A questo proposito, non posso omettere di rivolgere un fervido incoraggiamento alle Conferenze Episcopali di tutto il mondo: che esse intraprendano con pazienza, ma anche con ferma risolutezza, l’imponente lavoro da compiere d’intesa con la Sede Apostolica, per approntare dei catechismi ben fatti, fedeli ai contenuti essenziali della Rivelazione ed aggiornati per quanto riguarda la metodologia, capaci di educare ad una fede solida le generazioni cristiane dei tempi nuovi.

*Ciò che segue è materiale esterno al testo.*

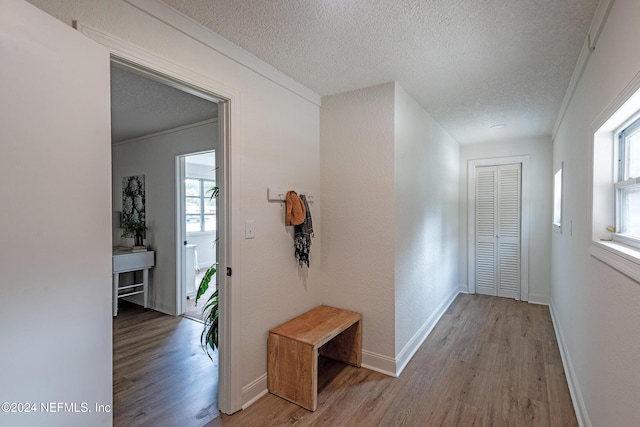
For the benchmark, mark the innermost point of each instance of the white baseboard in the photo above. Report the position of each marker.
(378, 362)
(405, 355)
(572, 381)
(254, 391)
(373, 361)
(539, 299)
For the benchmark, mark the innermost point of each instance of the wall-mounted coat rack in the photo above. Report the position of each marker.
(275, 194)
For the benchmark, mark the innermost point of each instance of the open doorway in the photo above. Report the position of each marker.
(155, 119)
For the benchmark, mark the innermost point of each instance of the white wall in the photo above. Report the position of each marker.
(358, 195)
(540, 178)
(55, 223)
(275, 142)
(595, 307)
(155, 158)
(426, 223)
(390, 218)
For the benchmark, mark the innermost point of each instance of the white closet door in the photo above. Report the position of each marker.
(486, 219)
(498, 217)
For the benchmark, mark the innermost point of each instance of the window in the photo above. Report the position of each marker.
(200, 208)
(615, 189)
(557, 199)
(627, 185)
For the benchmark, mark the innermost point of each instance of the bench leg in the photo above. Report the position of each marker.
(292, 371)
(346, 347)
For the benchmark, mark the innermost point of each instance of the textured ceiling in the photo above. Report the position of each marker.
(141, 106)
(470, 63)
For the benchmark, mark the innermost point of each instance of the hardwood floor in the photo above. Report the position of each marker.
(161, 376)
(488, 362)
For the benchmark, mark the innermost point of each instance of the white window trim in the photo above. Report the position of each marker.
(615, 253)
(202, 215)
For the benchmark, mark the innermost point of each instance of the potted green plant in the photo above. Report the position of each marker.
(210, 311)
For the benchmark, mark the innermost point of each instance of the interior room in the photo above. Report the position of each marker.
(401, 135)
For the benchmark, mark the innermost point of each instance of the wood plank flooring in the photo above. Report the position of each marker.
(488, 362)
(161, 376)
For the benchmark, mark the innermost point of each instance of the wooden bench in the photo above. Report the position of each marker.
(293, 348)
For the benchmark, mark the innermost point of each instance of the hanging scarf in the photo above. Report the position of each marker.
(303, 235)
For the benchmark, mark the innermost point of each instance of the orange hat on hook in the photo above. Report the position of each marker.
(295, 211)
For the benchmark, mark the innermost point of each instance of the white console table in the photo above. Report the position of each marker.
(124, 260)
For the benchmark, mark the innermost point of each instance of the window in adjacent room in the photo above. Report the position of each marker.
(627, 185)
(199, 206)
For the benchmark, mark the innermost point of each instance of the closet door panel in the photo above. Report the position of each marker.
(486, 222)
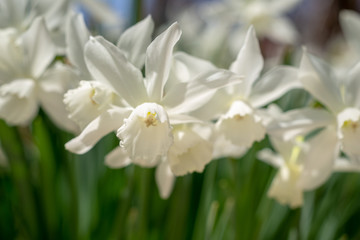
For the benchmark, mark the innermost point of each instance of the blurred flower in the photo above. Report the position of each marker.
(19, 15)
(215, 30)
(92, 98)
(27, 80)
(339, 95)
(236, 108)
(267, 17)
(303, 166)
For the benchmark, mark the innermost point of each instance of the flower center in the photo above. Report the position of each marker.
(350, 125)
(150, 119)
(238, 117)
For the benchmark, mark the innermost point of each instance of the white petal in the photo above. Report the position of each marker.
(52, 103)
(346, 165)
(38, 47)
(282, 30)
(107, 122)
(299, 122)
(186, 67)
(273, 85)
(87, 101)
(240, 125)
(215, 107)
(18, 103)
(182, 119)
(135, 40)
(283, 6)
(77, 35)
(158, 61)
(146, 134)
(117, 158)
(349, 131)
(108, 64)
(188, 96)
(318, 79)
(249, 62)
(318, 161)
(223, 148)
(352, 87)
(350, 24)
(165, 180)
(284, 188)
(270, 157)
(189, 153)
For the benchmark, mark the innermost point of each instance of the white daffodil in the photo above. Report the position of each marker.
(340, 96)
(215, 29)
(92, 98)
(267, 17)
(27, 81)
(145, 124)
(236, 108)
(19, 15)
(350, 25)
(303, 166)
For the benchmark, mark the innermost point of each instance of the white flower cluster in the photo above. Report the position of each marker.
(174, 111)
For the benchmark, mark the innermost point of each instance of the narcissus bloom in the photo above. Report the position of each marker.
(27, 80)
(303, 166)
(236, 108)
(339, 96)
(146, 121)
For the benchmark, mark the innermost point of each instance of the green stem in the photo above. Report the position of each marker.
(14, 150)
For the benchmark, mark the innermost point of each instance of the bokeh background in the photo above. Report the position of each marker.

Questo breve accenno ai mezzi ed alle vie della catechesi contemporanea non esaurisce la ricchezza delle “Proposizioni”, elaborate dai Padri Sinodali. È un fatto confortante pensare che in ogni Paese è in atto al presente una preziosa collaborazione per un rinnovamento più organico e più sicuro di questi aspetti della catechesi. Come dubitare che la Chiesa possa trovare le persone esperte ed i mezzi adatti per rispondere, con la grazia di Dio, alle esigenze complesse della comunicazione con gli uomini del nostro tempo.
51 L’età e lo sviluppo intellettuale dei cristiani, il loro grado di maturità ecclesiale e spirituale e molte altre circostanze personali esigono che la catechesi adotti metodi diversi, per attingere il suo scopo specifico: l’educazione alla fede. Tale varietà è richiesta anche, su un piano più generale, dall’ambiente socio-culturale, nel quale la Chiesa svolge la sua opera catechetica.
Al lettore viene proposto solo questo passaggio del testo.